To their amazement, Malala mentioned them in her speech when she became the youngest Nobel laureate, aged 17, in 2014. "I am not a lone voice. I am many. I am Malala, but I am also Shazia. I am Kainat," she told a spellbound audience.
"We are really proud," says Shazia, "we follow her and we will follow her in the future."
The three still chat online and met up in Birmingham to celebrate Eid, though they admit these get-togethers are increasingly rare. They have witnessed first-hand their friend's celebrity - Shazia says Malala struggles to go shopping without being mobbed.
Back in Wales, the girls say teachers have dubbed them the "Pakistani twins" because they are inseparable. Both erupt into giggles. They rise at 5.30am to pray before lessons. When not studying, they can be found dancing, kayaking and surfing on the Welsh coast.

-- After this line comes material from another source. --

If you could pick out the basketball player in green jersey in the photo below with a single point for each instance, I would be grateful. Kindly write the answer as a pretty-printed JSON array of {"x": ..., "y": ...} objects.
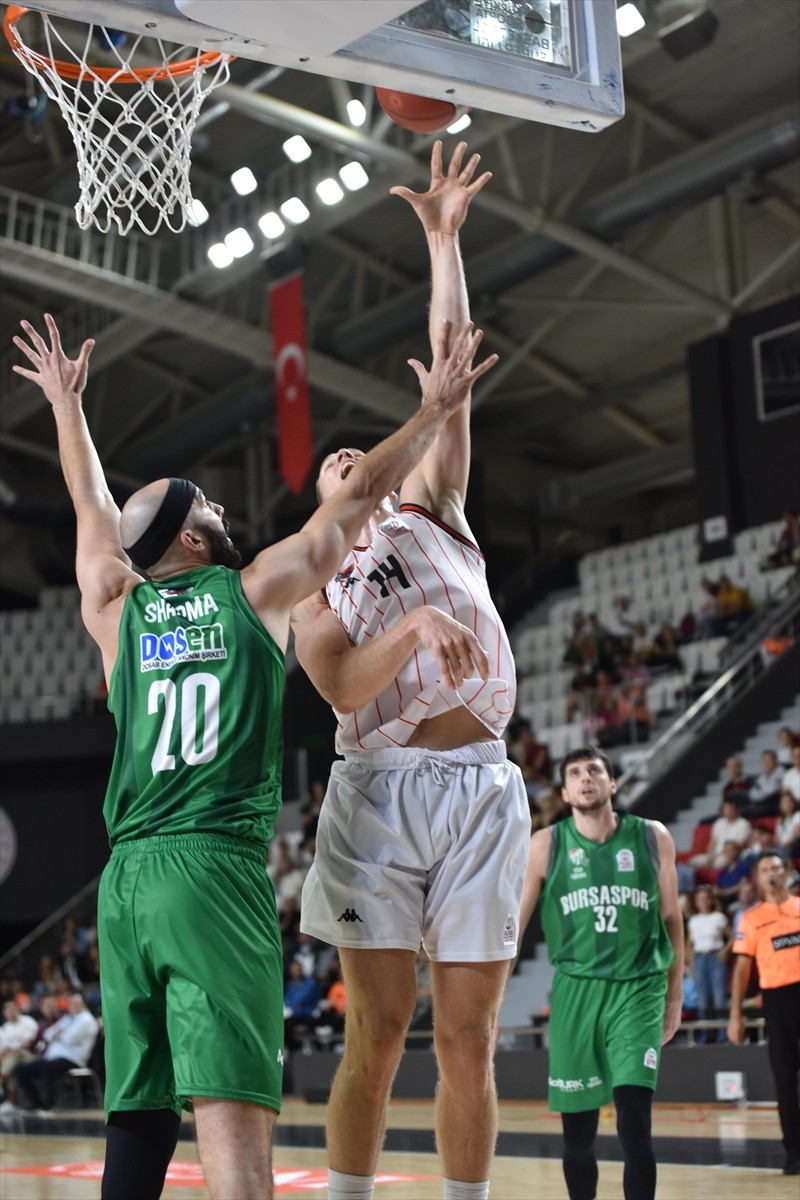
[
  {"x": 614, "y": 934},
  {"x": 192, "y": 977}
]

The nightmares they still suffered when they arrived are behind them - now the only daily reminders are their scars and the shoulder pains they get in cold weather.
But both are aware of how different life might have been. "Some of my friends are married and have children," explains Kainat.
The girls' sights are set on university. While Malala has received an offer from a top institution - understood to be Oxford - her friends were last month both given offers to study nursing at Edinburgh. Brown, who has become a mentor, is helping to find sources of funding.
They are keen to restart campaigning. And both see their futures in Pakistan.
Kainat says: "I believe I should go back to my country and try to make change there".
Adds Shazia: "However we can help, we will."